Clustering helps make SESAMm’s ESG data cleaner and easier to use. By grouping articles about the same topic, we reduce duplication and highlight only the most relevant, high-quality content. This structure helps you follow the evolution of ESG issues across time—without getting lost in dozens of repetitive articles.

How It Works (In a Nutshell)

Clean up: We filter out noise and irrelevant articles.
Summarize: An AI model reads each article and creates short summaries of the controversy.
Group: Articles are grouped into:
1. Events: short-term developments
2. Cases: longer-term stories made up of multiple events
Simplify: Each group gets a clean title and summary so you can quickly understand what’s going on.

You’ll only see the most relevant documents and a clear timeline of how each ESG topic unfolds.

The Step-by-Step Process

1. Pre-Processing: Removing the Noise

Before grouping articles, we filter out low-quality or duplicate content, keeping only the most important article from each set. We also use AI to check whether the article actually describes a valid ESG controversy, ensuring we’re only clustering meaningful content.

2. Document Insights

Once articles are filtered, our AI generates:

Main story summary: This summary provides a comprehensive overview of the ESG event or controversy. It consolidates key contextual information to give users a complete picture of the ongoing situation.
Novelty summary: This summary focuses exclusively on new insights or developments related to the broader ESG event. It highlights what is new or updated compared to what is already known.
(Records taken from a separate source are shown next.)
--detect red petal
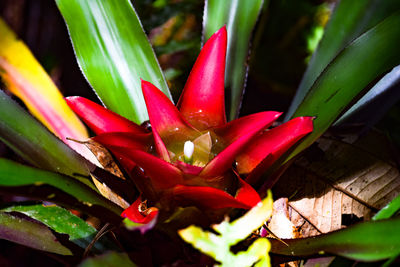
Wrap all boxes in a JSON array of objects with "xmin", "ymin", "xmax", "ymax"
[
  {"xmin": 93, "ymin": 132, "xmax": 152, "ymax": 151},
  {"xmin": 107, "ymin": 146, "xmax": 184, "ymax": 190},
  {"xmin": 175, "ymin": 161, "xmax": 203, "ymax": 176},
  {"xmin": 200, "ymin": 130, "xmax": 260, "ymax": 178},
  {"xmin": 121, "ymin": 197, "xmax": 158, "ymax": 224},
  {"xmin": 93, "ymin": 132, "xmax": 152, "ymax": 173},
  {"xmin": 235, "ymin": 175, "xmax": 261, "ymax": 207},
  {"xmin": 65, "ymin": 96, "xmax": 146, "ymax": 135},
  {"xmin": 172, "ymin": 184, "xmax": 257, "ymax": 209},
  {"xmin": 141, "ymin": 80, "xmax": 198, "ymax": 146},
  {"xmin": 178, "ymin": 27, "xmax": 227, "ymax": 130},
  {"xmin": 214, "ymin": 111, "xmax": 282, "ymax": 144},
  {"xmin": 153, "ymin": 129, "xmax": 171, "ymax": 162},
  {"xmin": 236, "ymin": 117, "xmax": 314, "ymax": 176}
]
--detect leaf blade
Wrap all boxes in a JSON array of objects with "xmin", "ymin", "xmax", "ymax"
[
  {"xmin": 1, "ymin": 204, "xmax": 109, "ymax": 251},
  {"xmin": 0, "ymin": 18, "xmax": 90, "ymax": 154},
  {"xmin": 269, "ymin": 217, "xmax": 400, "ymax": 262},
  {"xmin": 179, "ymin": 191, "xmax": 273, "ymax": 266},
  {"xmin": 203, "ymin": 0, "xmax": 264, "ymax": 120},
  {"xmin": 0, "ymin": 90, "xmax": 89, "ymax": 180},
  {"xmin": 286, "ymin": 11, "xmax": 400, "ymax": 161},
  {"xmin": 0, "ymin": 158, "xmax": 122, "ymax": 216},
  {"xmin": 0, "ymin": 211, "xmax": 72, "ymax": 255},
  {"xmin": 56, "ymin": 0, "xmax": 172, "ymax": 124},
  {"xmin": 286, "ymin": 0, "xmax": 400, "ymax": 120},
  {"xmin": 373, "ymin": 193, "xmax": 400, "ymax": 221},
  {"xmin": 334, "ymin": 64, "xmax": 400, "ymax": 128}
]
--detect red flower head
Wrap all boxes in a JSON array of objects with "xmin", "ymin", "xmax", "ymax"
[{"xmin": 66, "ymin": 27, "xmax": 313, "ymax": 224}]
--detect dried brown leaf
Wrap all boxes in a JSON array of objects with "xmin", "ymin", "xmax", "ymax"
[
  {"xmin": 70, "ymin": 138, "xmax": 130, "ymax": 209},
  {"xmin": 83, "ymin": 139, "xmax": 125, "ymax": 179},
  {"xmin": 273, "ymin": 131, "xmax": 400, "ymax": 236}
]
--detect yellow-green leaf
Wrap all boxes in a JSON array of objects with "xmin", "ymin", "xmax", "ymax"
[
  {"xmin": 179, "ymin": 191, "xmax": 273, "ymax": 267},
  {"xmin": 0, "ymin": 18, "xmax": 96, "ymax": 163}
]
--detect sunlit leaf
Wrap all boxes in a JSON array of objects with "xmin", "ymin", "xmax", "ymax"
[
  {"xmin": 179, "ymin": 191, "xmax": 273, "ymax": 267},
  {"xmin": 286, "ymin": 0, "xmax": 400, "ymax": 120},
  {"xmin": 0, "ymin": 211, "xmax": 72, "ymax": 255},
  {"xmin": 56, "ymin": 0, "xmax": 172, "ymax": 124},
  {"xmin": 373, "ymin": 193, "xmax": 400, "ymax": 221},
  {"xmin": 203, "ymin": 0, "xmax": 264, "ymax": 120},
  {"xmin": 269, "ymin": 217, "xmax": 400, "ymax": 262}
]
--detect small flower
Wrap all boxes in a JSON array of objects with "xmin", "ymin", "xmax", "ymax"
[{"xmin": 66, "ymin": 27, "xmax": 313, "ymax": 224}]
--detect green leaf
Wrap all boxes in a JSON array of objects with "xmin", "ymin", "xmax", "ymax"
[
  {"xmin": 203, "ymin": 0, "xmax": 264, "ymax": 120},
  {"xmin": 269, "ymin": 217, "xmax": 400, "ymax": 262},
  {"xmin": 0, "ymin": 158, "xmax": 122, "ymax": 216},
  {"xmin": 179, "ymin": 191, "xmax": 273, "ymax": 267},
  {"xmin": 285, "ymin": 11, "xmax": 400, "ymax": 161},
  {"xmin": 1, "ymin": 203, "xmax": 108, "ymax": 251},
  {"xmin": 373, "ymin": 193, "xmax": 400, "ymax": 221},
  {"xmin": 0, "ymin": 211, "xmax": 72, "ymax": 255},
  {"xmin": 56, "ymin": 0, "xmax": 172, "ymax": 124},
  {"xmin": 0, "ymin": 91, "xmax": 89, "ymax": 181},
  {"xmin": 79, "ymin": 251, "xmax": 137, "ymax": 267},
  {"xmin": 334, "ymin": 64, "xmax": 400, "ymax": 127},
  {"xmin": 286, "ymin": 0, "xmax": 400, "ymax": 120}
]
By generating these two summaries, the module enables users to understand the full context of an ESG situation and to detect new developments as they emerge.

3. Creating Embeddings

From there, we turn the summaries into “embeddings”—mathematical representations that help us compare the meaning of different texts. We use the:

Main Story for Case grouping
Main Story + Novelty for Event grouping

This allows us to detect when different documents are really talking about the same thing, even across languages.

4. Clustering into Cases and Events

We group documents into:

Cases: We use a clustering algorithm to group articles into bigger, long-running topics. If the content is closely related, it’s grouped even if published months apart.
Events: Inside each Case, we create smaller clusters of articles. At this point, a temporal component is introduced. Documents that are closer in time are more likely to be grouped together, while documents that are too far apart will generally be split into separate Events.
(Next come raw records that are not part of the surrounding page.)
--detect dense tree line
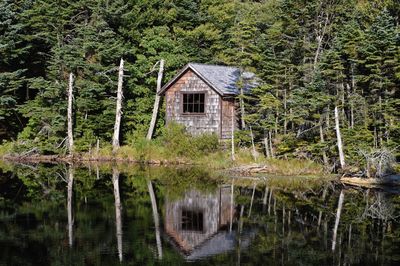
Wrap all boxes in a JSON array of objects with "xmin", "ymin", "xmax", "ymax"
[{"xmin": 0, "ymin": 0, "xmax": 399, "ymax": 167}]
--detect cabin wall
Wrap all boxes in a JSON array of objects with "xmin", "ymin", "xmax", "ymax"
[
  {"xmin": 221, "ymin": 97, "xmax": 237, "ymax": 139},
  {"xmin": 164, "ymin": 189, "xmax": 220, "ymax": 252},
  {"xmin": 165, "ymin": 70, "xmax": 221, "ymax": 137}
]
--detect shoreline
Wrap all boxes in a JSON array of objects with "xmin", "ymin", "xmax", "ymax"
[
  {"xmin": 1, "ymin": 154, "xmax": 192, "ymax": 165},
  {"xmin": 1, "ymin": 154, "xmax": 325, "ymax": 177}
]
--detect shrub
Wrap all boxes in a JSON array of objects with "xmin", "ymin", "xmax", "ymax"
[{"xmin": 160, "ymin": 122, "xmax": 219, "ymax": 158}]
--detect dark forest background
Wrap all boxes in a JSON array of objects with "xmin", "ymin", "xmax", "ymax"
[{"xmin": 0, "ymin": 0, "xmax": 399, "ymax": 166}]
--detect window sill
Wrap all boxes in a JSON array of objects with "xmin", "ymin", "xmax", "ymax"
[{"xmin": 181, "ymin": 113, "xmax": 207, "ymax": 116}]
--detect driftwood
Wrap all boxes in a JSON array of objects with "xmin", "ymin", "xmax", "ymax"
[{"xmin": 341, "ymin": 175, "xmax": 400, "ymax": 187}]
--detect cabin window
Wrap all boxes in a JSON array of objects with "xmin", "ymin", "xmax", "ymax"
[
  {"xmin": 182, "ymin": 93, "xmax": 205, "ymax": 114},
  {"xmin": 181, "ymin": 209, "xmax": 204, "ymax": 231}
]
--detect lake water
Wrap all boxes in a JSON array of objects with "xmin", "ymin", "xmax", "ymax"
[{"xmin": 0, "ymin": 162, "xmax": 399, "ymax": 265}]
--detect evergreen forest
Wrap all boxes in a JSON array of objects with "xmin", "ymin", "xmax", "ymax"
[{"xmin": 0, "ymin": 0, "xmax": 399, "ymax": 171}]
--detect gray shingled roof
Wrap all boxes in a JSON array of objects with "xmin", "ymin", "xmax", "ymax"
[{"xmin": 159, "ymin": 63, "xmax": 258, "ymax": 96}]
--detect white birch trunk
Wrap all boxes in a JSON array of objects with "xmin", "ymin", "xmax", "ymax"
[
  {"xmin": 146, "ymin": 59, "xmax": 165, "ymax": 140},
  {"xmin": 67, "ymin": 165, "xmax": 74, "ymax": 247},
  {"xmin": 335, "ymin": 106, "xmax": 346, "ymax": 169},
  {"xmin": 332, "ymin": 190, "xmax": 344, "ymax": 251},
  {"xmin": 112, "ymin": 168, "xmax": 123, "ymax": 262},
  {"xmin": 112, "ymin": 58, "xmax": 124, "ymax": 152},
  {"xmin": 147, "ymin": 180, "xmax": 162, "ymax": 259},
  {"xmin": 67, "ymin": 73, "xmax": 74, "ymax": 155}
]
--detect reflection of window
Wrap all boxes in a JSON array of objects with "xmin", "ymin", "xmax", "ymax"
[
  {"xmin": 181, "ymin": 210, "xmax": 203, "ymax": 231},
  {"xmin": 182, "ymin": 93, "xmax": 205, "ymax": 114}
]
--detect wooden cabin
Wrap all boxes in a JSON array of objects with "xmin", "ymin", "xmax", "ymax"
[
  {"xmin": 164, "ymin": 186, "xmax": 257, "ymax": 260},
  {"xmin": 164, "ymin": 186, "xmax": 234, "ymax": 258},
  {"xmin": 158, "ymin": 63, "xmax": 257, "ymax": 139}
]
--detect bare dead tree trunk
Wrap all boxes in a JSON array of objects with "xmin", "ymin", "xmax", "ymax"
[
  {"xmin": 248, "ymin": 183, "xmax": 256, "ymax": 218},
  {"xmin": 283, "ymin": 88, "xmax": 287, "ymax": 134},
  {"xmin": 264, "ymin": 133, "xmax": 271, "ymax": 158},
  {"xmin": 268, "ymin": 188, "xmax": 273, "ymax": 215},
  {"xmin": 147, "ymin": 59, "xmax": 165, "ymax": 140},
  {"xmin": 237, "ymin": 205, "xmax": 245, "ymax": 266},
  {"xmin": 318, "ymin": 186, "xmax": 328, "ymax": 228},
  {"xmin": 112, "ymin": 168, "xmax": 123, "ymax": 262},
  {"xmin": 240, "ymin": 88, "xmax": 246, "ymax": 129},
  {"xmin": 147, "ymin": 180, "xmax": 162, "ymax": 259},
  {"xmin": 67, "ymin": 73, "xmax": 74, "ymax": 155},
  {"xmin": 269, "ymin": 130, "xmax": 274, "ymax": 158},
  {"xmin": 335, "ymin": 106, "xmax": 346, "ymax": 169},
  {"xmin": 231, "ymin": 107, "xmax": 235, "ymax": 161},
  {"xmin": 263, "ymin": 186, "xmax": 269, "ymax": 212},
  {"xmin": 96, "ymin": 138, "xmax": 99, "ymax": 158},
  {"xmin": 319, "ymin": 116, "xmax": 329, "ymax": 169},
  {"xmin": 250, "ymin": 126, "xmax": 257, "ymax": 162},
  {"xmin": 313, "ymin": 11, "xmax": 329, "ymax": 70},
  {"xmin": 332, "ymin": 190, "xmax": 344, "ymax": 251},
  {"xmin": 112, "ymin": 58, "xmax": 124, "ymax": 153},
  {"xmin": 230, "ymin": 179, "xmax": 234, "ymax": 232},
  {"xmin": 67, "ymin": 165, "xmax": 74, "ymax": 247}
]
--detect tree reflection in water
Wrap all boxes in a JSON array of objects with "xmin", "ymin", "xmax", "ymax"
[{"xmin": 0, "ymin": 163, "xmax": 400, "ymax": 265}]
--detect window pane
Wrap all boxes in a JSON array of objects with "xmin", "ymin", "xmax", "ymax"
[
  {"xmin": 181, "ymin": 210, "xmax": 203, "ymax": 231},
  {"xmin": 188, "ymin": 94, "xmax": 194, "ymax": 104},
  {"xmin": 199, "ymin": 103, "xmax": 204, "ymax": 113},
  {"xmin": 199, "ymin": 94, "xmax": 204, "ymax": 104},
  {"xmin": 188, "ymin": 103, "xmax": 194, "ymax": 113},
  {"xmin": 182, "ymin": 93, "xmax": 206, "ymax": 113}
]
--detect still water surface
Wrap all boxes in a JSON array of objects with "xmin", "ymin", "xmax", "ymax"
[{"xmin": 0, "ymin": 163, "xmax": 399, "ymax": 265}]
This ensures that Events remain time-bounded and reflect actual developments in an ESG controversy. For example, it prevents a strike in 2022 from being grouped with a similar strike in 2024.
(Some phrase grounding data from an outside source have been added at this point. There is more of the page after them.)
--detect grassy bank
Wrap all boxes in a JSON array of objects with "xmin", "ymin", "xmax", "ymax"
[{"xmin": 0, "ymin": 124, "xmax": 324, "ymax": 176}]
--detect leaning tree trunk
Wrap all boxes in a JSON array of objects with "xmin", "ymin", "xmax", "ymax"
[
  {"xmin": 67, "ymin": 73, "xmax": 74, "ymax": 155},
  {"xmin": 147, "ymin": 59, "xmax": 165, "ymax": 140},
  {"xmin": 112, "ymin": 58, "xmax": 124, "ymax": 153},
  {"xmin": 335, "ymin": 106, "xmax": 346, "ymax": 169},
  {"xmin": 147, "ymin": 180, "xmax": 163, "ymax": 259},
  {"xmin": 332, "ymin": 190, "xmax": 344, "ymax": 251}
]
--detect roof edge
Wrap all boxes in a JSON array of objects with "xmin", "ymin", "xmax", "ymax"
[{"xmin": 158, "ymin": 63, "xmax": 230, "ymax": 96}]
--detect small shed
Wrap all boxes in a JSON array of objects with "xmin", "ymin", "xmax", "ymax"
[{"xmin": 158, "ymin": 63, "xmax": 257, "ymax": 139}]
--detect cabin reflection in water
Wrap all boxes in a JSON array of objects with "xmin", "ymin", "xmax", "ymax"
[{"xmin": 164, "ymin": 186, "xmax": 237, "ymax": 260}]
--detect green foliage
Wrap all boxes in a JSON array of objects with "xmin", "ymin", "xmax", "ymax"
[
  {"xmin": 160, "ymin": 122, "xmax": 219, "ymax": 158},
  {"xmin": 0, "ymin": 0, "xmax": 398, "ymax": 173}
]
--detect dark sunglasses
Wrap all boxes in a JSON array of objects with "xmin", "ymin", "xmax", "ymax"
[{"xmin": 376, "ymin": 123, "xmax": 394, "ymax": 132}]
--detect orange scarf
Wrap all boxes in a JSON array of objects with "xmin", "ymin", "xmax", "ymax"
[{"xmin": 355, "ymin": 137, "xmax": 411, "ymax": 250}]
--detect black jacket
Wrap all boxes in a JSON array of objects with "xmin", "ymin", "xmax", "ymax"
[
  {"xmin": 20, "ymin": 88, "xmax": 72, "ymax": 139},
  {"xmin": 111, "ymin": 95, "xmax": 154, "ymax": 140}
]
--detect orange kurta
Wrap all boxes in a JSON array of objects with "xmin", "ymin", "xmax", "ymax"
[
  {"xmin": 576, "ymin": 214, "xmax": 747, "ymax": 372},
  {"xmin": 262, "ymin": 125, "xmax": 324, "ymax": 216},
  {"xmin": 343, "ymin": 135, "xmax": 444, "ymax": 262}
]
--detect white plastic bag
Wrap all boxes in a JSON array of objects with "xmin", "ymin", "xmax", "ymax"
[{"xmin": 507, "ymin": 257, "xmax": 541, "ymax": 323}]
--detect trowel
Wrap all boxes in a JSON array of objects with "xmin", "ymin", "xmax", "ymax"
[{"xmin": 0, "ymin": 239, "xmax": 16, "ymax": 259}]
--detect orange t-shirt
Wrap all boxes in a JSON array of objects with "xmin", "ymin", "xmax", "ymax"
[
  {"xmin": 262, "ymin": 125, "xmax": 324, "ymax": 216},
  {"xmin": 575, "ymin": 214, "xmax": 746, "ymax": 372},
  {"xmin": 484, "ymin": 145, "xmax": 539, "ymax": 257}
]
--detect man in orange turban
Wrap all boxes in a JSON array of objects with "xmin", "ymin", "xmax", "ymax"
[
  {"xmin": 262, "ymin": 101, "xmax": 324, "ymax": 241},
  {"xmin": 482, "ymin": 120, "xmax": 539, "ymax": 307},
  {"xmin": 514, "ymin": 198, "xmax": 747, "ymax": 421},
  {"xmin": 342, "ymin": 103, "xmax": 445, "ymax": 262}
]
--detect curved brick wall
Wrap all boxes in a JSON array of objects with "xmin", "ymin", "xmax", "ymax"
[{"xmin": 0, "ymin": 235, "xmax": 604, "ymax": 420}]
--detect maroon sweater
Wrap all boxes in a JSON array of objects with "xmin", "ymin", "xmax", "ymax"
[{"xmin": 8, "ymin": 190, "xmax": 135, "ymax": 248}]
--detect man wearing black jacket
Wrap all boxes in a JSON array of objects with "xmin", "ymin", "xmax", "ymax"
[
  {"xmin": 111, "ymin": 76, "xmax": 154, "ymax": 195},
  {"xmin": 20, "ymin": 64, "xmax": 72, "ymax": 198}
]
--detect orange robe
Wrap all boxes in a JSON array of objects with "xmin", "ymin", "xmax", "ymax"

5. Clean Titles & Summaries

Once the clustering is done:

Cases get a clear title and summary, created by analyzing the most representative events.
Events get their own summaries so you can quickly understand what happened and when.
Other metadata, including the intensity score, ESG risk, and ESG sub-risk, are added.

Note: Structural constraints

Each Event is strictly associated with one and only one Case.
Each Event and each Case is also associated with a single entity.

This guarantees clarity and consistency in how events are tracked and reported across the system.